1. Real measurements back this.
   • #9567: float32 removed the output differences; maintainers closed the issue as working as expected.
   • #5898: LinJianping reported that with FP32 the batch result closely aligned with the singleton request; remaining variance was attributed to CUDA nondeterminism.
   • Independent reproduction: a brute-force search found an example where the top two logits were very close; Nsight Systems showed different CUTLASS GEMM kernels (e.g. cutlass_80_wmma_tensorop_f16_s161616gemm_f16_32x32_128x2_tn_align8 vs 32x32_64x2) and different launch counts (e.g. 3× more cublasLt::splitKreduce_kernel with batch size 2). So different kernels and reduction patterns do run when you change batch size, which is enough to change floating-point results when logits are close.

So batch non-invariance of sequence model outputs is correct in the sense that it arises from valid implementation choices (different kernels, reduction order) and finite precision, not from cross-batch data leakage or a logical error. The GitHub issues, when read to resolution, support that.

What would be a bug

• Data leakage: Another user’s tokens or logits affecting your sequence. The design (batch dimension as independent lanes) and the issues above do not show that; they show same-prompt-different-output from the same model, same batch row, different numerics.
• Sampler bugs: #5898’s zero-temperature path was a real bug (wrong handling of T=0); that’s fixed in PR #12802. Distinguish a sampler bug from differences in model logits under different batching.

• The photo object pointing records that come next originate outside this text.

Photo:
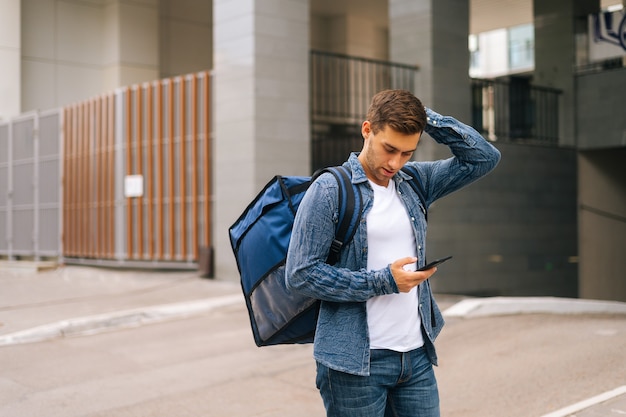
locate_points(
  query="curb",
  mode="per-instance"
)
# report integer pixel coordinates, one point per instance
(89, 325)
(493, 306)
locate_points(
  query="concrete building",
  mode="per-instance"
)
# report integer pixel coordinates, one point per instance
(551, 220)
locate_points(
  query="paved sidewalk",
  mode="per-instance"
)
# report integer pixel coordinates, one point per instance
(74, 300)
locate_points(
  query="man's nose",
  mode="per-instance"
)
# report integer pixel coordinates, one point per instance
(395, 162)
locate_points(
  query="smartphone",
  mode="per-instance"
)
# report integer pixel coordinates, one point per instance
(434, 263)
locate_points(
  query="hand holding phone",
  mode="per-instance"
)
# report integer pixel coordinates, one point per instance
(434, 263)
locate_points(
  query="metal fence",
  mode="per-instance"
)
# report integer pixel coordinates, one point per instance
(122, 178)
(30, 189)
(514, 110)
(341, 88)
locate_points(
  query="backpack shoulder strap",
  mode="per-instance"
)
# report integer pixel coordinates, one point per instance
(350, 210)
(416, 183)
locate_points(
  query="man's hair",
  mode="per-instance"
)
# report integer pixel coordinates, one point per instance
(398, 109)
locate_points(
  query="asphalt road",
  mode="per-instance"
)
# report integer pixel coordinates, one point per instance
(208, 365)
(131, 343)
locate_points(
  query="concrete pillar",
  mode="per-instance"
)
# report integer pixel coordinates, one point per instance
(260, 102)
(131, 43)
(433, 35)
(555, 51)
(10, 57)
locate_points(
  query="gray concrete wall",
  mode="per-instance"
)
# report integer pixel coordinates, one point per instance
(602, 224)
(600, 120)
(513, 232)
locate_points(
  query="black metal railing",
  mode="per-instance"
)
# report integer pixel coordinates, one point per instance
(515, 110)
(341, 88)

If you need strict reproducibility

To get batch-invariant (and deterministic) inference you have to constrain the implementation: same kernels and deterministic reduction order for every batch size. That has a cost. For example, Thinking Machines report roughly 62% of conventional throughput with their deterministic, batch-invariant setup. Correct behavior here does not come for free: you trade throughput for invariance.

References:

• thinking-machines-lab/batch_invariant_ops
• arXiv:2506.09501 (Understanding and Mitigating Numerical Sources of Nondeterminism in LLM Inference)
• vLLM issues #5898 and #9567 (read the full threads and closure comments)

Summary: Same prompt, temperature=0, different batch size → different text is often correct: math is batch-independent, but implementations can use different GEMM kernels and accumulation order for different batch sizes, so FP results (and thus argmax) can differ when top logits are close. That is largely a deterministic shape-to-shape effect, not random variation in every matrix multiply. Run-to-run nondeterminism is op-dependent: some CUDA ops vary from launch to launch; plain GEMM at fixed shape often does not. The two vLLM issues, read to closure, support the batch-size picture; #9567 was explicitly closed as working as expected.